Rosa and Mario cook pasta, specifically noodles, in their own household at least once a week. They obtain the noodles from an Italian brand they buy in the grocery store, but the sauce is always made by Rosa. Her favorite sauce is pesto, which is from the Italian city of Genoa where Giovanni Perasso was born. She doesn’t associate different kinds of noodles with different socioeconomic levels, but she remarks that stuffed pasta can be more expensive than non-stuffed pasta due to ingredients, like ricotta and spinach. But, still very accessible.
Noodles, and food in general, have influenced Rosa culturally in a very particular way. Food was the means and the end in feeling like home for her. Pasta was a medium to arrive home, but also the final destination. Pasta, which includes noodles, was a mean because it was a tool to connect back with her origins. Rosa’s family was losing their touch with their Italian origins since decades had passed since Giovanni Perasso migrated, so Rosa used cooking, both in Florence and with her mother-in-law, to connect back with her origins. Through food she learned the customs of this social group that she wanted to reincorporate. In addition, food acted as an end in feeling like home. Once she learned the culture through food, she used it constantly to feel a part of it. She doesn’t have to go to Genoa to eat pesto, now she can make it to by her own. Food is a home that you can take everywhere. She says, “the noodle is a pillar of our culture”.

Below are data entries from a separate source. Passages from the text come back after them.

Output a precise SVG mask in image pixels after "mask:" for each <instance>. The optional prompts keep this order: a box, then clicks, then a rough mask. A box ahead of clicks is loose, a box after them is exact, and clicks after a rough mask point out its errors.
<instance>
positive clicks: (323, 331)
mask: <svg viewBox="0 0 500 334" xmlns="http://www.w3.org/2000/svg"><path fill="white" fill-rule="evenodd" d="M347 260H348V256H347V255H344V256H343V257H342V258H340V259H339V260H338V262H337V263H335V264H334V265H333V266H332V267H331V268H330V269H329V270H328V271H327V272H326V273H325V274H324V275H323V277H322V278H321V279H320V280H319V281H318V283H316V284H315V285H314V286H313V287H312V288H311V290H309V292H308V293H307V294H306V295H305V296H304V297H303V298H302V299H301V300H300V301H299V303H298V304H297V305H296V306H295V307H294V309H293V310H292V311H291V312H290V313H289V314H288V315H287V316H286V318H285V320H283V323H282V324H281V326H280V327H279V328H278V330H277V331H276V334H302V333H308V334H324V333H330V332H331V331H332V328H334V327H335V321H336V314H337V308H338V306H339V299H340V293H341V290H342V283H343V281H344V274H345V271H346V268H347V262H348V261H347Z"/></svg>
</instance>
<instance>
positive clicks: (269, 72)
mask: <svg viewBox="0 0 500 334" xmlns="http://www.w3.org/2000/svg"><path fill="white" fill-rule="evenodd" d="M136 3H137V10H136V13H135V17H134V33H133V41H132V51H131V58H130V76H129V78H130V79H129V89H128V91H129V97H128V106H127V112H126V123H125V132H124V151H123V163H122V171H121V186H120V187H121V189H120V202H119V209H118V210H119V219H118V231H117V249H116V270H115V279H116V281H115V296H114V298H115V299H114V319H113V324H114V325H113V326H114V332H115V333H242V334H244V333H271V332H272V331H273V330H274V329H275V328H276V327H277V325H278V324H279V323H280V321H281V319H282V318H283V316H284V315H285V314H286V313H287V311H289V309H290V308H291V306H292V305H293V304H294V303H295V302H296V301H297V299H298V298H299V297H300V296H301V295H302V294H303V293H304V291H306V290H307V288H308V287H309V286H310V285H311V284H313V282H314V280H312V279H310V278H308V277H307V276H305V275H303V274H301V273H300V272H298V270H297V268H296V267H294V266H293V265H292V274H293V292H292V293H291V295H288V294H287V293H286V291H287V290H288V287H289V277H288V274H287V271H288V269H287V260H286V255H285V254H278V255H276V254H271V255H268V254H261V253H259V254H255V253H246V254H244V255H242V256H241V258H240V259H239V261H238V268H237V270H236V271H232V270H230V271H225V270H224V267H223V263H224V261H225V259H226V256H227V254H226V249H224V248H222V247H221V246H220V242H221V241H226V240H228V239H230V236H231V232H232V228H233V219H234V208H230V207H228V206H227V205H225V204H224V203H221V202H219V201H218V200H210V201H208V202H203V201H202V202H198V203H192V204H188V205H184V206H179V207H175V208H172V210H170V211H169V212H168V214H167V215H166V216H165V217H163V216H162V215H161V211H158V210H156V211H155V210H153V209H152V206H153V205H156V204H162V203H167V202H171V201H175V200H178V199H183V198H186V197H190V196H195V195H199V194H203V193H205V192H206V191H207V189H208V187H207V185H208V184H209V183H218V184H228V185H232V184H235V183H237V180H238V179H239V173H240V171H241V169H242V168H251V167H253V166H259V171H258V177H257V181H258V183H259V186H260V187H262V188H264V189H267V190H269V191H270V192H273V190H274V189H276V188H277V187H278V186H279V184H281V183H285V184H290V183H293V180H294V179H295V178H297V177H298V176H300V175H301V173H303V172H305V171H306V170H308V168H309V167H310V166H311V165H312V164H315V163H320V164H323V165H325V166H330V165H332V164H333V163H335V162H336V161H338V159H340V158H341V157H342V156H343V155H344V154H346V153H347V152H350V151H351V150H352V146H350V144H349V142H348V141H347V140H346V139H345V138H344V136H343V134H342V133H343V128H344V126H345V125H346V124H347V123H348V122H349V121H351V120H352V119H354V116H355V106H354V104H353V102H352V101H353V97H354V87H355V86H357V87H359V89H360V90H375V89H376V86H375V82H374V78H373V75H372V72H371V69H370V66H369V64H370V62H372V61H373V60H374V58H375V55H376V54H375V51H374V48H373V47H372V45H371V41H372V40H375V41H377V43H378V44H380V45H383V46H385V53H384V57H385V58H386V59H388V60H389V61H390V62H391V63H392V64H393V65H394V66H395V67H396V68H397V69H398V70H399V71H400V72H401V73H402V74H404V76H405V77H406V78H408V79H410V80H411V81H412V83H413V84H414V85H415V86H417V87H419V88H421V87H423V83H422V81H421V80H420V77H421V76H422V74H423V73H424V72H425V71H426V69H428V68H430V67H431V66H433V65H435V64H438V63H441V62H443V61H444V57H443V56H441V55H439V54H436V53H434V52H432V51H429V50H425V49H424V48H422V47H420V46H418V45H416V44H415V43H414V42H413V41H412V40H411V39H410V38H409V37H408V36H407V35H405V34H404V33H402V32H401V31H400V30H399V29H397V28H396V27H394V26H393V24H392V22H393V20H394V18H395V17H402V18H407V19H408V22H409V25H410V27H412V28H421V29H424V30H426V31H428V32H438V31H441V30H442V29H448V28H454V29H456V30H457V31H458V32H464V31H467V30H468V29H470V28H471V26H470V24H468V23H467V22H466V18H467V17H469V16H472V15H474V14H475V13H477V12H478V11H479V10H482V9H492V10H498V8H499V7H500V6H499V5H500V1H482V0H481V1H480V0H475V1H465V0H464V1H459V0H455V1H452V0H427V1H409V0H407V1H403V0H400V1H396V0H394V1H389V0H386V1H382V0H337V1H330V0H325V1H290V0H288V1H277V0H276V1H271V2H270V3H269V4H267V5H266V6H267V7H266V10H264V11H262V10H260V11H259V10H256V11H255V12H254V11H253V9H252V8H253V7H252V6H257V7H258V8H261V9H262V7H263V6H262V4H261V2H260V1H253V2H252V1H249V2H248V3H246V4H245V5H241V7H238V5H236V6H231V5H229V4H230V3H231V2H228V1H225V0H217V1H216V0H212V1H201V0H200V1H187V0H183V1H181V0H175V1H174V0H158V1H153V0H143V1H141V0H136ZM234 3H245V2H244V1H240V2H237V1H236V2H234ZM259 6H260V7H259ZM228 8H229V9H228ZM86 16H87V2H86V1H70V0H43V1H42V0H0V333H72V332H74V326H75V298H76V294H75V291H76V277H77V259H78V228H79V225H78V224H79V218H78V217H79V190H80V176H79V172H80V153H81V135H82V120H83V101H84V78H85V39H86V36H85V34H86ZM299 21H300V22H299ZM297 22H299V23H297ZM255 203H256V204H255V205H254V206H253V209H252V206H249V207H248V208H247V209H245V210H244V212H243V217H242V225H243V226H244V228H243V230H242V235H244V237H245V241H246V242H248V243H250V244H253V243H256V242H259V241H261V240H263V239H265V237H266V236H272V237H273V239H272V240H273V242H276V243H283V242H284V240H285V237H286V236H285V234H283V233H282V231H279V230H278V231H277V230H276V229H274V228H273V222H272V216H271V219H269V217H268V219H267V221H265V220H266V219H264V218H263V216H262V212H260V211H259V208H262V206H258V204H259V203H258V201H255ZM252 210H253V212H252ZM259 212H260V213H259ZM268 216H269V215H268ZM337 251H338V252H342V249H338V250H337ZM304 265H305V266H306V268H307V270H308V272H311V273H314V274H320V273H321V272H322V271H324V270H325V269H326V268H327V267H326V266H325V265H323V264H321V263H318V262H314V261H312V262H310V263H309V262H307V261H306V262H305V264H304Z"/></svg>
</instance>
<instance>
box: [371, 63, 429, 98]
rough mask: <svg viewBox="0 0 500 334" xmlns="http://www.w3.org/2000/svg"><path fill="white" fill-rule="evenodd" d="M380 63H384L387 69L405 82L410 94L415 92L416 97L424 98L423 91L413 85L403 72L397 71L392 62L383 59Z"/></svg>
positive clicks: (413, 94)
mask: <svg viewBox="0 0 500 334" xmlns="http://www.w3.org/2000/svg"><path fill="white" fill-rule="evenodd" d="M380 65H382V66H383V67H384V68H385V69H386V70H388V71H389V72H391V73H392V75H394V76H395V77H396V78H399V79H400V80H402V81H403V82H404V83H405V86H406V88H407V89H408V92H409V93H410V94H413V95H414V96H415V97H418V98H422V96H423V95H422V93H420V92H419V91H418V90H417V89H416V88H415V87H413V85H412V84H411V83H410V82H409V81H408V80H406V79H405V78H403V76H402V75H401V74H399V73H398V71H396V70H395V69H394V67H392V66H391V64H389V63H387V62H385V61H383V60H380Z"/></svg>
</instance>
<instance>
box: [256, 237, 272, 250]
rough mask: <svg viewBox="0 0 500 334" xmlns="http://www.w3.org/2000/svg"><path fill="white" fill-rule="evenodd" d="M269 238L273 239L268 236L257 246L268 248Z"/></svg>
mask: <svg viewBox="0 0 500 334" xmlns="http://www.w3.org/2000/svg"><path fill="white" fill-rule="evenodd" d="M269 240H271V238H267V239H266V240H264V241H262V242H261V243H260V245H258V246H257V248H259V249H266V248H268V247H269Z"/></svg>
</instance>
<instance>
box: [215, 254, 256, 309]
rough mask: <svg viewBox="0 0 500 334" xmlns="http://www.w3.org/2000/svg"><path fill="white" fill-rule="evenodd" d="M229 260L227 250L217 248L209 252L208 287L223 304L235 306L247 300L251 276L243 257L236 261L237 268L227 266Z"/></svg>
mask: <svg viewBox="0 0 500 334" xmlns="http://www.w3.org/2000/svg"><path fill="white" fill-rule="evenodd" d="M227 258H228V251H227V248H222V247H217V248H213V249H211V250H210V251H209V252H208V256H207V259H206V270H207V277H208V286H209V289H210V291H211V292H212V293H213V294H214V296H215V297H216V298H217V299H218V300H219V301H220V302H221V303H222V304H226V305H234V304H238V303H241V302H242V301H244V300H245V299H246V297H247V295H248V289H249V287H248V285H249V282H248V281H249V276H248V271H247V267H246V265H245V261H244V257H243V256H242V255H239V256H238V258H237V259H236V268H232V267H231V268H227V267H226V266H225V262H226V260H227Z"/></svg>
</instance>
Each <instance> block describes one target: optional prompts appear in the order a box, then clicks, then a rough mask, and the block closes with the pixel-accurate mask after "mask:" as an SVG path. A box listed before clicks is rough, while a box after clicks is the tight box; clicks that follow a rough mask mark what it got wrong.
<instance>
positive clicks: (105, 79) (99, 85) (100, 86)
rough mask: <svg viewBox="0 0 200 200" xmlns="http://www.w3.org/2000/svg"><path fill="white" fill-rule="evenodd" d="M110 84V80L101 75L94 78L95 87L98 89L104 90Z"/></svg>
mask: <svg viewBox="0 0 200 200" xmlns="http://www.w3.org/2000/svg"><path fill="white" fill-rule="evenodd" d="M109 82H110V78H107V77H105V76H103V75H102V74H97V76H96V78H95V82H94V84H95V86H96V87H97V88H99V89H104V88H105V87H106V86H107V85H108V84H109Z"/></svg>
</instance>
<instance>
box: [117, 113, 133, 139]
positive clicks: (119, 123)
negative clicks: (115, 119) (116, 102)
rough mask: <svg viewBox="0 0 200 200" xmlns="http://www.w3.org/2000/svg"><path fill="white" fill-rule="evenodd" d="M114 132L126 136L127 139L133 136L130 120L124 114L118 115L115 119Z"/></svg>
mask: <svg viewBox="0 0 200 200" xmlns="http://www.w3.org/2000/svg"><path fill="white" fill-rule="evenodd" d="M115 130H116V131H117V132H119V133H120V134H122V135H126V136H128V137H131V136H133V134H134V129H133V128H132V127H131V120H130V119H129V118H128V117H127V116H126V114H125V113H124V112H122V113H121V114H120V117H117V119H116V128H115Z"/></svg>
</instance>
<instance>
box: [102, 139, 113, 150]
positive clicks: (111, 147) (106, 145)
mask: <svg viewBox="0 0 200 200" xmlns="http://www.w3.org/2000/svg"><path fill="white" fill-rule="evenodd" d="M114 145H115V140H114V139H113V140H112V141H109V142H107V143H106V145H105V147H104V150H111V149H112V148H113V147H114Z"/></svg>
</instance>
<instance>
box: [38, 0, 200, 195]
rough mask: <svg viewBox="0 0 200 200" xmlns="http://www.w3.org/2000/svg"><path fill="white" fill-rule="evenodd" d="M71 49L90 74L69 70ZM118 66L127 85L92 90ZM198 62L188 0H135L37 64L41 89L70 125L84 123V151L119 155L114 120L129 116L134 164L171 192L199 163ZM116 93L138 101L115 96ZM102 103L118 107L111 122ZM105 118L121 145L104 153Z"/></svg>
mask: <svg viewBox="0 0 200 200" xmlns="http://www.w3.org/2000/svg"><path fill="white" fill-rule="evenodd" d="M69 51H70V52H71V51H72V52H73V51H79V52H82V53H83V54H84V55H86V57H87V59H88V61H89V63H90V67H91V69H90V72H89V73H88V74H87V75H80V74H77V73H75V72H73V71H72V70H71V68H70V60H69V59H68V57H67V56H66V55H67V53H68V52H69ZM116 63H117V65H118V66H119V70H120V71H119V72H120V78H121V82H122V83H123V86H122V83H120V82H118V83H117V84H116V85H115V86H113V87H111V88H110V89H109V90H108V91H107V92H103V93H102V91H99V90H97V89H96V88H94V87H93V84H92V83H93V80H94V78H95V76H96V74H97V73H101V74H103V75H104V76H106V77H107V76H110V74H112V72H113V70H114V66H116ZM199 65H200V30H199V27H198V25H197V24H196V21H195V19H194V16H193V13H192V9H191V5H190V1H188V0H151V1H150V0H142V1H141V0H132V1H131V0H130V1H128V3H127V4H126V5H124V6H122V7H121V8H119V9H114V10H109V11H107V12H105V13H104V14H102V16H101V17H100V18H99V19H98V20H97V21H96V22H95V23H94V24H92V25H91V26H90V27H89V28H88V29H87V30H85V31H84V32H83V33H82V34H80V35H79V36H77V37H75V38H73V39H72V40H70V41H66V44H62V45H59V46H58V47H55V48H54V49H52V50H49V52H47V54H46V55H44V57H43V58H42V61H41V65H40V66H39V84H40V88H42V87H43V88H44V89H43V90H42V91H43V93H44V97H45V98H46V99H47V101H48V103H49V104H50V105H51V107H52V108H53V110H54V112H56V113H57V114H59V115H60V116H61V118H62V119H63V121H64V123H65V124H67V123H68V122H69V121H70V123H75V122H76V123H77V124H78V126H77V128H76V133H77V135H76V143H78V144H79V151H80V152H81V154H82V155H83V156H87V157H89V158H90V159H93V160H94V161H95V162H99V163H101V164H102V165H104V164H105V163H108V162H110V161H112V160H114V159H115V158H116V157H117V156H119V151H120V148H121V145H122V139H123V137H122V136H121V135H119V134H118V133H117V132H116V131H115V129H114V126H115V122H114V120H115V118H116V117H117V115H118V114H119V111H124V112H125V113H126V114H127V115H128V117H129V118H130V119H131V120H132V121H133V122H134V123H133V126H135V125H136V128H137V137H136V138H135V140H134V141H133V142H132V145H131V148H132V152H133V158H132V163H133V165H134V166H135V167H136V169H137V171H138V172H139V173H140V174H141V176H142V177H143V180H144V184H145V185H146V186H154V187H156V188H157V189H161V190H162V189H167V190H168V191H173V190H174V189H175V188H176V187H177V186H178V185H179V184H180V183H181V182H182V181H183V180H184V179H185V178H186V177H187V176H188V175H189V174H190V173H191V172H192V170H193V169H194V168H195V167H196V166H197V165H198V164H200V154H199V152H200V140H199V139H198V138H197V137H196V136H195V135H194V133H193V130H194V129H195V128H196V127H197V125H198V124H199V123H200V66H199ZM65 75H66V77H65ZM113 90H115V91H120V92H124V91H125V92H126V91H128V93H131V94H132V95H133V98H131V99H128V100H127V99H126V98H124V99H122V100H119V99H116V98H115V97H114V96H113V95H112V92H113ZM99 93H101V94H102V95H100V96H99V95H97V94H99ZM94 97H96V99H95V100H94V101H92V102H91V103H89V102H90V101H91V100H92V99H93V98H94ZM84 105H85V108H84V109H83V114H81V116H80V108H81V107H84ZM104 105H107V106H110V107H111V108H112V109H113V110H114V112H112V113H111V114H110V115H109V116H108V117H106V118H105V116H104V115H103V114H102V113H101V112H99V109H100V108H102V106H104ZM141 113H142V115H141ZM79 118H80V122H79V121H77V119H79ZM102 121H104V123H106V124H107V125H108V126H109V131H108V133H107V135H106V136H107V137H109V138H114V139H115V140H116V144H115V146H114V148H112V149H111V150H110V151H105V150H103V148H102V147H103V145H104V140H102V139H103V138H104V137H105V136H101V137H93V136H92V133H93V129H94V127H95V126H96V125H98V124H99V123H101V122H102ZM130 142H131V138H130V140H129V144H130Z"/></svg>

According to Rosa, the changes in Italian society are reflected in the noodle dishes and diets. For her, the major factor of change reflected in food creation and consumption is communication. The logic of this is that thanks to communication more and more people can be a part of something. In ancient history, each region of Italy was associated with a particular food. In the present, you can eat it anywhere. For example, the Genoa pesto sauce that she loves, can be found in Napoli too. Similarly, the brand of pasta she likes, can be found in Ecuador, Italy, and the United States. Another example of modern communication is social media, like Instagram and YouTube. Via her phone, she can be aware of new recipes and trends. In modern times, she probably would not have traveled to Italy for cooking lessons since she could do it from the comfort of her own home. She says that the Mediterranean diet can be found everywhere now. Communication is highly important in letting culture evolve and attract more people.
Rosa strongly believes that American culture has manifested itself in the noodle’s cultural DNA because for her just like China and Italy have their own versions of noodles, the United States has it too. She gives the examples of macaroni and cheese, spaghetti and meatballs, and fast food pizza. Just like China started the noodle (most likely), then Italy embraced them and give noodles their own identity, now it is the turn of the United States. She believes that the American noodle identity is heavily influenced by its capitalistic culture of living fast and not wasting time cooking.
Interviewing Mrs. Rosa Perasso-Miraglia was truly an enriching experience. This is the story of an Italian immigrant that fought to preserve her culture, and the most wonderful aspect is how food was a pillar of it. After the interview, she proceeded to cook for me the most delicious spaghetti with pesto sauce I have ever tried. To sum up, if we take time to ask questions and listen, we can find wonderful food narratives in everyone, in this case a noddle narrative of an Italian immigrant.